The Taxing Issue

First Minister Carwyn Jones stamped on any suggestion that the Assembly would gain tax-raising powers in the days leading up to the March 3 referendum on giving the institution new freedoms to make laws.

He again attempted to kick the notion into the longest available grass when he said another referendum would be needed before ministers in Cardiff Bay gained such a responsibility.

But the question of taxation is not going to go away. Politicians from across the spectrum are convinced the funding system for the Assembly needs to be overhauled – and this is almost certainly going to involve looking at taxes.

It is easy to see why anyone who believes Wales is underfunded through a crude formula will argue that a needs-based system is urgently required and that any suggestion that the Assembly should make up the shortfall by levying taxes on its citizens is punitive and unfair.

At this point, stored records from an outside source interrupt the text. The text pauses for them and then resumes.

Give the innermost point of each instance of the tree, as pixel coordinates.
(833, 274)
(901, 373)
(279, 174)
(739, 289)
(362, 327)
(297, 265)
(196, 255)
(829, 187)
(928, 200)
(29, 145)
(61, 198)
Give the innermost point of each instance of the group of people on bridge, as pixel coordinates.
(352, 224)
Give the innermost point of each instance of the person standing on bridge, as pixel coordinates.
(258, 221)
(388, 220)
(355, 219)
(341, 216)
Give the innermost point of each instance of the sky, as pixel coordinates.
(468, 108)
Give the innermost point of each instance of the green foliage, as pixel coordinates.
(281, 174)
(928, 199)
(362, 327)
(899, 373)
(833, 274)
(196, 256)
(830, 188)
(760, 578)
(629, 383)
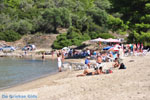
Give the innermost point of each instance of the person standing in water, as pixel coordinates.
(59, 62)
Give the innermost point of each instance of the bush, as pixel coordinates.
(9, 36)
(105, 35)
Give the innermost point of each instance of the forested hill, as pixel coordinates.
(84, 19)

But somebody will have to talk about the taxation elephant sitting in the Senedd sooner or later. A funding system which directly links Welsh funding to English-driven expenditure will prove untenable as the priorities of Westminster and the Senedd diverge.

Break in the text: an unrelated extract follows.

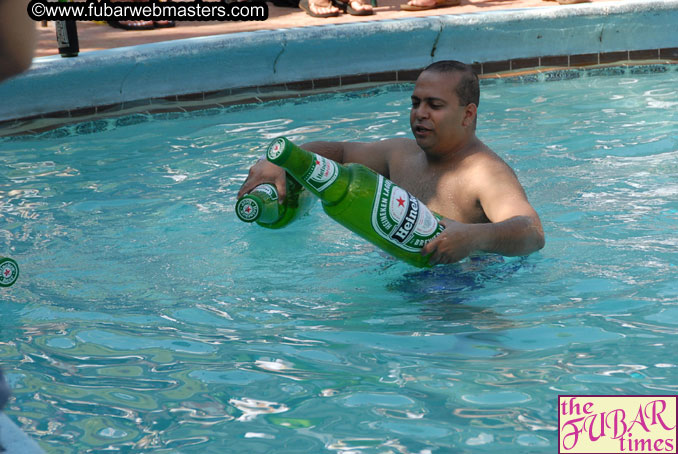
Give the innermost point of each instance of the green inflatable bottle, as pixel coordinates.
(261, 205)
(362, 201)
(9, 271)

If a Labour-led Government is returned to the Assembly in May it is highly unlikely it will go on a mission to radically shrink the size of the state.

Similarly, there is no indication that the UK Government will seek to transform Britain into a Nordic-style social democracy, even once the public finances have recovered.

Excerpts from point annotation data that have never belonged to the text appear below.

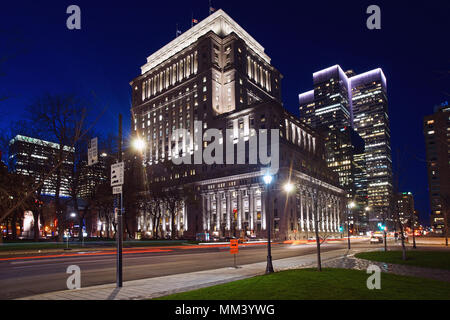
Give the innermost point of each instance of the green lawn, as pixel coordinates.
(427, 259)
(330, 284)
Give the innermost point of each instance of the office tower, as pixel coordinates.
(405, 208)
(37, 158)
(217, 74)
(437, 136)
(327, 108)
(371, 121)
(342, 99)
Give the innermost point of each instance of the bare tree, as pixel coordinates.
(445, 198)
(61, 117)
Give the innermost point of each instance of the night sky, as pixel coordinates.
(301, 37)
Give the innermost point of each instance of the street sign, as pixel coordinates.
(117, 190)
(117, 174)
(93, 151)
(234, 246)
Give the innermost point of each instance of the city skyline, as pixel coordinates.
(204, 164)
(296, 71)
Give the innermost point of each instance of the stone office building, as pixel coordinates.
(217, 74)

There could be pressure on the Assembly to embrace tax-varying powers by a Whitehall which has tired of demands for cash, but there may also be ambitious men and women in the Senedd who warm to the idea of seizing this lever of government.

They could come from the Left and make the case that Wales’ traditions of community solidarity means we are prepared to shoulder a greater share of taxation in return for better services. Or we could hear voices on the Right arguing that tax-cuts could help bring prosperity to parts of Wales that Objective One funding has failed to regenerate.

There is no guarantee that enthusiasm would be limited to the political class.
A poll conducted for the Western Mail last month found 54% of people wanted the Assembly to have the power to raise and lower taxes; just 34% were opposed.

AMs are elected on the basis of how their party promises to spend cash – not on how they raise it. We may not see Budget & Business minister Jane Hutt standing with a Chancellor’s red briefcase in the coming Assembly term but such a day may be edging closer as Welsh democracy ferments.